Il GovLAB, in un documento programmatico ha declinato sette principi per migliorare la raccolta dei dati, tra cui si segnalano lo sviluppo di una governance di sistema, in cui soggetti pubblici e privati possano dialogare su scala mondiale; la creazione di una rete dei soggetti coinvolti; l’individuazione, all’interno delle organizzazioni, di un data steward, chiamato a garantire il rispetto degli standard definiti.

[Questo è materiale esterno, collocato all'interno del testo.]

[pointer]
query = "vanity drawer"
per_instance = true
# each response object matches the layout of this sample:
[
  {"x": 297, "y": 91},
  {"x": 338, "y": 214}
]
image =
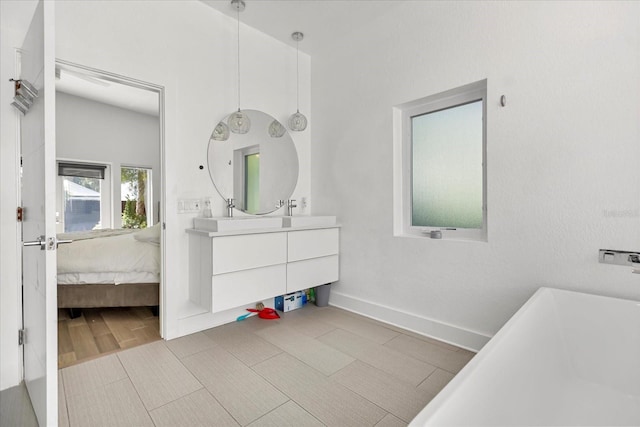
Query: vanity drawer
[
  {"x": 312, "y": 272},
  {"x": 235, "y": 253},
  {"x": 245, "y": 287},
  {"x": 306, "y": 244}
]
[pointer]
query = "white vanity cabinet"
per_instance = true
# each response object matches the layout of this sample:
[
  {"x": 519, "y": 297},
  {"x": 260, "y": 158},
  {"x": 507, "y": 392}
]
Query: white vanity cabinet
[
  {"x": 312, "y": 258},
  {"x": 228, "y": 270}
]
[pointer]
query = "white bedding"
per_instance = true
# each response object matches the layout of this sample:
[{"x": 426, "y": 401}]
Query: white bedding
[{"x": 120, "y": 258}]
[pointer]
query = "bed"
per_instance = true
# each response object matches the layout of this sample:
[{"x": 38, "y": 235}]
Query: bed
[{"x": 109, "y": 268}]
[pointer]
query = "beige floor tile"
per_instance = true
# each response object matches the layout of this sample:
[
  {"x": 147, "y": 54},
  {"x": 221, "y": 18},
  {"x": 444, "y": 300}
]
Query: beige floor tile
[
  {"x": 16, "y": 409},
  {"x": 157, "y": 374},
  {"x": 427, "y": 339},
  {"x": 63, "y": 416},
  {"x": 314, "y": 353},
  {"x": 190, "y": 344},
  {"x": 115, "y": 404},
  {"x": 436, "y": 381},
  {"x": 391, "y": 420},
  {"x": 406, "y": 368},
  {"x": 328, "y": 401},
  {"x": 306, "y": 322},
  {"x": 241, "y": 391},
  {"x": 198, "y": 409},
  {"x": 239, "y": 340},
  {"x": 90, "y": 375},
  {"x": 366, "y": 328},
  {"x": 288, "y": 415},
  {"x": 451, "y": 361},
  {"x": 402, "y": 400}
]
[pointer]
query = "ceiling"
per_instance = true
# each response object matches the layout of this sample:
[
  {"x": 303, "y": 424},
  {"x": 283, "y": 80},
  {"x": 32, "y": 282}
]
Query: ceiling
[
  {"x": 78, "y": 83},
  {"x": 323, "y": 22}
]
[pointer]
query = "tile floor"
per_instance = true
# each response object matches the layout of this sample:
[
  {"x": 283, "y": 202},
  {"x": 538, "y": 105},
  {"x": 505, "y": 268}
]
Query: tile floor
[{"x": 313, "y": 367}]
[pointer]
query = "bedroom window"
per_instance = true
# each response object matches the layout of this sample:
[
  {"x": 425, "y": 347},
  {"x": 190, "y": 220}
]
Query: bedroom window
[
  {"x": 439, "y": 166},
  {"x": 84, "y": 194},
  {"x": 135, "y": 197}
]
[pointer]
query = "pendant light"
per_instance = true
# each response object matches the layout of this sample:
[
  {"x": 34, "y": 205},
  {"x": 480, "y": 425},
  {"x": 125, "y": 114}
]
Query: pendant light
[
  {"x": 239, "y": 121},
  {"x": 297, "y": 121},
  {"x": 221, "y": 132},
  {"x": 276, "y": 130}
]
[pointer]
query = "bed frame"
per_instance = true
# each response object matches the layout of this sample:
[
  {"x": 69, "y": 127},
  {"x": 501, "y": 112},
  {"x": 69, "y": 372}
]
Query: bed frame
[{"x": 108, "y": 295}]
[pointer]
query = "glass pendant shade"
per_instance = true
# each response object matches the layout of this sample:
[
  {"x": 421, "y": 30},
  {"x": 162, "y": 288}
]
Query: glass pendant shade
[
  {"x": 239, "y": 122},
  {"x": 297, "y": 122},
  {"x": 276, "y": 130},
  {"x": 221, "y": 132}
]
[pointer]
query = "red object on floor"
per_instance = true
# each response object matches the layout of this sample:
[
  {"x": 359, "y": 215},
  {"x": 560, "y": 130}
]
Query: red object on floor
[{"x": 265, "y": 313}]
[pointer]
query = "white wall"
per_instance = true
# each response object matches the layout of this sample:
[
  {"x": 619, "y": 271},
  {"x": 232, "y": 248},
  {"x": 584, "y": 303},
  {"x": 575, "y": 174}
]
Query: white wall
[
  {"x": 92, "y": 131},
  {"x": 190, "y": 49},
  {"x": 15, "y": 17},
  {"x": 563, "y": 157}
]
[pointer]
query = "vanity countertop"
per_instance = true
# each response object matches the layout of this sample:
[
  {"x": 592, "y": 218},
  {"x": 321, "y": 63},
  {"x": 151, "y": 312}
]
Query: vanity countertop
[{"x": 257, "y": 230}]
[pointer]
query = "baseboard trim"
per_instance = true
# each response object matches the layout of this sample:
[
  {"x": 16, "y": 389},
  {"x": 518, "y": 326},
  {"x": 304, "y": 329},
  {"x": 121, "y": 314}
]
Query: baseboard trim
[{"x": 450, "y": 334}]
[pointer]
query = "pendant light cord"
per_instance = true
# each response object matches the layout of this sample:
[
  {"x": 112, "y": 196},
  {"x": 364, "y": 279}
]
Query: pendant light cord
[
  {"x": 238, "y": 57},
  {"x": 297, "y": 76}
]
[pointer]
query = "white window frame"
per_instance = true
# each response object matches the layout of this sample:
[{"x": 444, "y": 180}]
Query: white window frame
[
  {"x": 402, "y": 160},
  {"x": 106, "y": 214}
]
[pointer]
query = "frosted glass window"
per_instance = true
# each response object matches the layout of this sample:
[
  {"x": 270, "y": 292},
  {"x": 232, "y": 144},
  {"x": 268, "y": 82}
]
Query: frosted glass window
[
  {"x": 439, "y": 165},
  {"x": 447, "y": 184}
]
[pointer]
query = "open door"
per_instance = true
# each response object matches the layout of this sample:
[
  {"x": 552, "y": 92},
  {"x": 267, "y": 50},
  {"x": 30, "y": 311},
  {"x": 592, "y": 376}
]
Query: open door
[{"x": 37, "y": 129}]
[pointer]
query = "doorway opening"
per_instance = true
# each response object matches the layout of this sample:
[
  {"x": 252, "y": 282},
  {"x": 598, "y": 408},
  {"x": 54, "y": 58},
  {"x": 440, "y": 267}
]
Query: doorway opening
[{"x": 110, "y": 152}]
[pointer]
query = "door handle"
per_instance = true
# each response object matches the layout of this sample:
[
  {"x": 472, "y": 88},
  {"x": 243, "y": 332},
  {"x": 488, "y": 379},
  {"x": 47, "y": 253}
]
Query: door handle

Anche soggetti privati come Microsoft hanno mosso alcuni passi importanti (così come Google e Apple, che hanno lanciato un progetto comune). Con una recente decisione, infatti, l’azienda di Seattle ha raccolto la sfida degli open data (secondo The Economist, ne deriverebbe comunque un vantaggio all’azienda, non essendo la raccolta e l’uso dei dati il suo core business). Se si considera che, secondo lo stesso Presidente di Microsoft, Brad Smith, “fewer than 100 firms collect more than half of all data generated online”, una scelta di questo tipo potrebbe fare la differenza nell’approccio complessivo ai dati.
Vi sono forme di collaborazione di esperti, come il workshop ELLIS, che presenta e commenta progetti volti ad affrontare il Covid-19 “using methods of machine learning and AI, carried out by leading international researchers”. Infine, sono da menzionare le collaborazioni sugli hardware, attraverso l’open source: sette progetti, in particolare, sono volti a migliorare prassi e macchinari nell’ambito dell’emergenza. Da Opentron, che consente di automatizzare le preparazioni dei test in laboratorio, consentendone fino a 2.400 al giorno (contano di arrivare a un milione entro il 1 luglio), al Chai’s Open qPCR, che permette di diagnosticare la presenza del virus sulle superfici (come i tasti degli ascensori), fino al ventilatore di facile installazione Open Lung Low Resource Ventilator.
È bene monitorare i tentativi e i progetti di condivisione dei dati (ma anche delle conoscenze e dell’hardware, come visto): per fenomeni senza confini, ridurre la propria pretesa e “abbracciare l’altro” – anche mediante la rimozione di ostacoli tecnici e giuridici – è fondamentale non solo sul piano individuale, ma pubblico e generale.